Thursday, May 26, 2011

I'm please to announce the first version of my new learn-to-program environment called "". It's a Javascript environment that allows novice programmers to create simple graphical programs with minimal fuss all from the web browser.

It also features an editable mini-browser with tutorial and challenge sections where more advanced programmers can create content to teach and challenge less experienced programmers.

I haven't added much in the way of tutorials yet, so if you're a programmer please come and help fill it out!

If you've never programed before, here's your chance to write your first "Hello world!"

Create an account to save your programs or edit the pages. Please report bugs by editing the "bugs and features" page off the home page in the mini-browser.

Tuesday, May 24, 2011

Traitwise, PGP, data standards and the OSI model

I spent the day with Jason Bobe of the Personal Genomes Project. PGP is a public effort sequence a large number of genomes. Traitwise has formed a partnership with them to serve as part of the phenotyping solution.

Jason's role at PGP puts him in the center of a growing number of people who have competing desires to control / provide services around personal health (or "quantified self" as some are calling it). Jason therefore is in the unique position to promote and evangelize.

An interesting part of the conversation focused around the need for open standards of public health and trait related data. I used the OSI networking protocol framework as a model of how conceptual standards can be incredibly useful to increase innovation. One of the best things about the OSI model is that it didn't attempt to actually define any standards but rather it serves as a conceptual framework that defines how standards interface with each other. From that model has emerged a number of interoperable standards at all levels and without it we certainly wouldn't live in the networked world we live in.

One of the aspects of the human data problem is privacy which has "levels of data privacy" and this, it occurred to us, was somewhat analogous to the OSI layer framework.

Layer 1 - Raw identifiable data (post-privacy)
Layer 2 - Anonymized raw data (HIPPA compliant)
Layer 3 - Algorithmically open data (sand-boxed, machine readable)
Layer 4 - Aggregated data

Layer 1 data is non-private. It requires a consent certificate of some sort to go along with the data.
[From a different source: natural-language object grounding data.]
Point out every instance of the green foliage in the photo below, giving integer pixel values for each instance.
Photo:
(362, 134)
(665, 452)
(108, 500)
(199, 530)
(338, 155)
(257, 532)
Layer 2 data is considered by many scientists to be adequate for protection in many research circumstances and indeed HIPPA seems satisfied with this. However, for open projects such as Traitwise I personally don't think that it suffices as de-anonymization has been shown in many circumstances such as the infamous AOL search records scandal.

Layer 3 is perhaps the most interesting and least discussed. A Layer 3 system would allow an algorithm written by a researcher to run against raw data but within a sandbox that only allows the aggregated results to emerge. I haven't put a huge amount of thought into this, but it seems plausible to write an API that could enforce such constraints. But, even without such an API, a human code reviewer could accomplish the same thing.

Layer 4 is what Traitwise and others are currently focusing on -- aggregated data that is not deanonymizable.

This is just one aspect of the data and communications problem, but it is an important one and it was fun talking to Jason about it today.

Monday, May 16, 2011

Freshman Research Initiative -- First Semester Results

We just finished our first semester of the Freshman Research Initiative on Genetic Algorithms for Pattern Design. We paired up students from Computer Science with students from the Fashion/Textiles department and had them create algorithmic patterns that could be bred genetically. The results are on this page. Next semester we're going to print these patterns on fabric and make clothing from them.